JohnBigs JohnBigs - 19 days ago 10
Python Question

regex to fix csv quotes

I have a simple csv with quotes, something like:


"something","something","something","something",...


BUT, sometimes I get csv with


"something","som"ething"","s"omething",...


and I wanted to create a regex that will fix this problem, does someone have something to offer?

something that will take out everything out from the string that is not a number or text, but when I take out
"
I need to make sure its not the ones that bounds the string cause i need those..

so from
"som"ething"","s"ometh8 ing"
id expect =>
"something","someth8 ing"


im using scala but any solution will be great!

thanks!!

Answer

A simple solution in Scala:

scala> val input = """"som"ething"","s"ometh8 ing""""
input: String = "som"ething"","s"ometh8 ing"

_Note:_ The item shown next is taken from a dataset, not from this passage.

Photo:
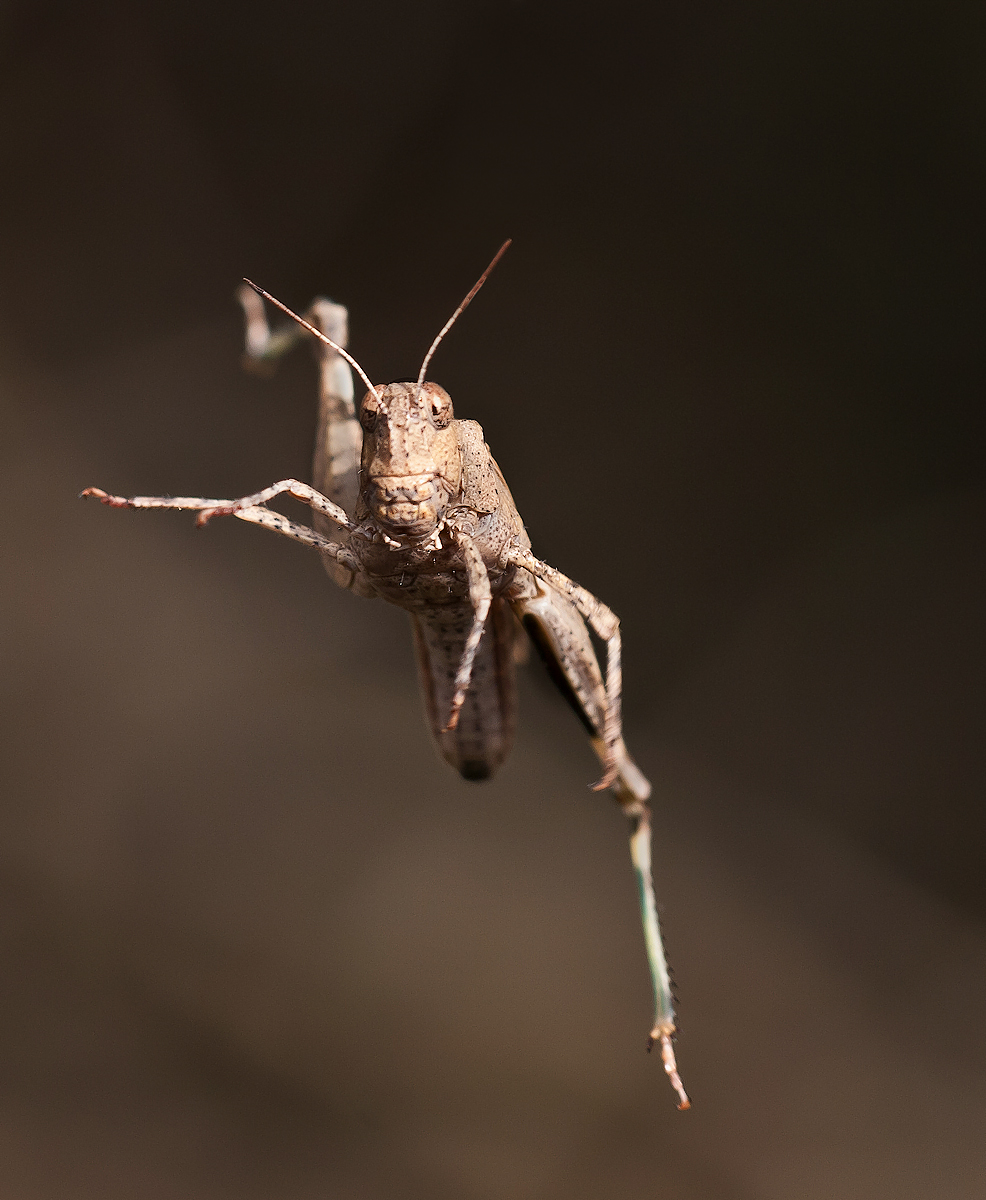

scala> val values = input.split("\",\"").map(_.filter(c => c.isLetterOrDigit || c.isWhitespace))
values: Array[String] = Array(something, someth8 ing)

scala> val output = values.mkString("\"", "\",\"", "\"")
output: String = "something","someth8 ing"

Assuming you never have "," inside your values, but if you do then there's no way to fix your CSV unambiguously anyway.

This isn't the most optimal solution speed or memory-wise, but it's short and simple.